Ее продавали трижды. Два раза Айгюль покупали другие торговцы рабами. Потом ее долго куда-то вели и везли вместе с караванами невольников – видимо, туда, где подобный живой товар стоил намного дороже. В конечном счете она очутилась на невольничьем рынке в каком-то неведомом Артему городе Вэньчжоу. Там она и приглянулась некоему Лао, китайцу по национальности, пирату по профессии, окинавцу по месту рождения и проживания, плохо разговаривающему по-китайски, зато хорошо по-японски. И этот Лао ее купил. С тех пор она и жила здесь на правах одной из женщин пирата, получила от него новое имя – Юна, родила ему пятерых детей, из которых двое умерли, но зато имелось уже трое внуков. Раньше Юна работала на рисовом поле и дома, теперь, по старости лет, – только по дому. Года считать она уже давно перестала. Да и чего их считать, спрашивается?
«Вот такая жизненная история из тринадцатого века, – подумал Артем. – Между прочим, хоть у нас в Ямато тоже имеются свои недостатки, но, по крайней мере, мы не торгуем людьми как баранами и рисом».

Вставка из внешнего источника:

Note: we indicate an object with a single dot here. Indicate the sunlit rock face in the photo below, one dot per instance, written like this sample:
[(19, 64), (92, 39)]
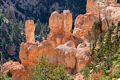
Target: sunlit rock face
[(60, 26), (83, 25), (105, 9), (29, 31)]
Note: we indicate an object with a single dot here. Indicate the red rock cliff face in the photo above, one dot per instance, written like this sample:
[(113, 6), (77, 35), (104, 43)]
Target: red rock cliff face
[(62, 46)]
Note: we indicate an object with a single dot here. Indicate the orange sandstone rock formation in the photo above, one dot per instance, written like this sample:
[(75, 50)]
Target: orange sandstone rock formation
[(60, 26), (29, 31)]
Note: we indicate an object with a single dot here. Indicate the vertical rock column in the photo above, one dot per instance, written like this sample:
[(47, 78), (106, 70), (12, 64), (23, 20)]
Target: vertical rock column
[(29, 31), (60, 26)]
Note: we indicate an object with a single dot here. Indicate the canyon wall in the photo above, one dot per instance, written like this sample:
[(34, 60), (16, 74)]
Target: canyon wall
[(62, 46)]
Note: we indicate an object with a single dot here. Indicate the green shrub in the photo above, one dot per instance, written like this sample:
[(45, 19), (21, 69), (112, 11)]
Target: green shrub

Касаемо же дня сегодняшнего… Когда в доме Хаси, где она прислуживала, женщина услышала русские слова, на нее и нахлынуло. Она едва устояла на ослабших ногах, чуть было не выронила кувшин с вином из гаоляна, справилась с собой и стала прислушиваться к разговору. Так Юна и узнала, что человек, который цветом волос и лицом напомнил ей мать, идет, оказывается, с посольством в Русь.
Когда Хаси всех лишних повыгонял, она устроилась за одной из стенок и подслушала весь разговор между ее соотечественником и атаманом. Она многого не поняла в том разговоре, но уразумела главное – земляку ее матери скорее всего придется проститься с головой, а до этого ему предстоит пройти через пытки. Тогда Юна надумала спасти человека, в котором течет родная кровь.
Она пришла сюда с кувшином вина и собиралась сказать часовому, что этот подарок прислал для него Кусанку, чтобы не так страшно было караулить в такую плохую ночь. Когда пират присосался бы к горлышку, Юна вонзила бы ему под сердце кинжал, взятый тайком в доме Хаси. Но уловка с кувшином не потребовалась, потому как пират в шуме бури не услыхал ее шагов и не повернулся. Ей оставалось только вонзить клинок поточнее и поглубже. Рука у нее, слава Тенгри, еще твердая. Куда надо бить, чтобы свалить жертву наверняка и сразу, она, жена пирата, знала неплохо. Этого Ясу, а именно так звали беднягу часового, не жалко. Да и никого ей здесь не жалко, кроме своих детей и внуков. Даже мужа Юна и то не пожалела бы. Чего его жалеть, когда, кроме детей, ничего хорошего она от него не получила? Но мужа тут быть и не могло, он уже много лет как утонул.